NVIDIAは、G-SYNC Pulsar対応モニター向けにファームウェア1.1.6をリリースしました。このアップデートは、100~180 FPSの範囲における技術の動作を最適化し、EDID、入力自動検出、フレームスキップのエラーを修正します。現時点では、AOC AGON PRO AG276QSG2およびMSI MPG 272QRF X36向けに提供されています。

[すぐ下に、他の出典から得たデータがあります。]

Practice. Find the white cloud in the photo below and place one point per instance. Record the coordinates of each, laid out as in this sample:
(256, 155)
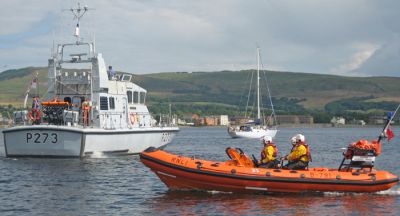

ポータルVideocardzは、NVIDIA G-SYNC Pulsar技術をサポートするモニター向けに、ファームウェアアップデートバージョン1.1.6がリリースされたと報じています。現時点では、このファームウェアはAOC AGON PRO AG276QSG2とMSI MPG 272QRF X36の2モデルのみに配布されています。将来的には、Acer Predator XB273U F5やASUS ROG Strix Pulsar XG27AQNGVなど、現在は以前のバージョン1.1.5で動作している他のデバイスもアップデートを取得する予定です。
このアップデートは、100~180フレーム毎秒の中間フレームレート範囲におけるG-SYNC Pulsarの動作安定性を向上させることを目的としています。また、拡張ディスプレイ識別データ(EDID)における白点の値が基準値D65に修正されました。さらに、入力自動切り替えの問題、DP80インターフェース使用時のケーブル検出エラー、およびアクティブなセカンド入力ソース時に発生する周期的なフレームスキップも修正されています。
モニター内蔵のNVIDIA G-SYNCモジュールは、GPUとパネル間のフレーム同期を管理します。G-SYNC Pulsarはこれに、垂直同期信号に応じて動作する動的バックライトストロービングを追加します。ファームウェア1.1.6は、フレーム描画タイミングに対するストローブ動作のタイミング図を調整し、適切な色調整のためにEDIDテーブルも修正します。これらは、動きぼけ低減アルゴリズムの動作に直接影響します。
NVIDIAはベンダーを介さずにファームウェア配布を自社で行っています。これは、画像処理パイプラインへのG-SYNCハードウェアモジュールの深い統合を示しています。事実上、同社はストロービングと同期の低レベルロジックを統一しています。これは、バックライト消灯タイミングとパネル走査リフレッシュ期間の正確な一致を必要とするPulsar技術にとって極めて重要です。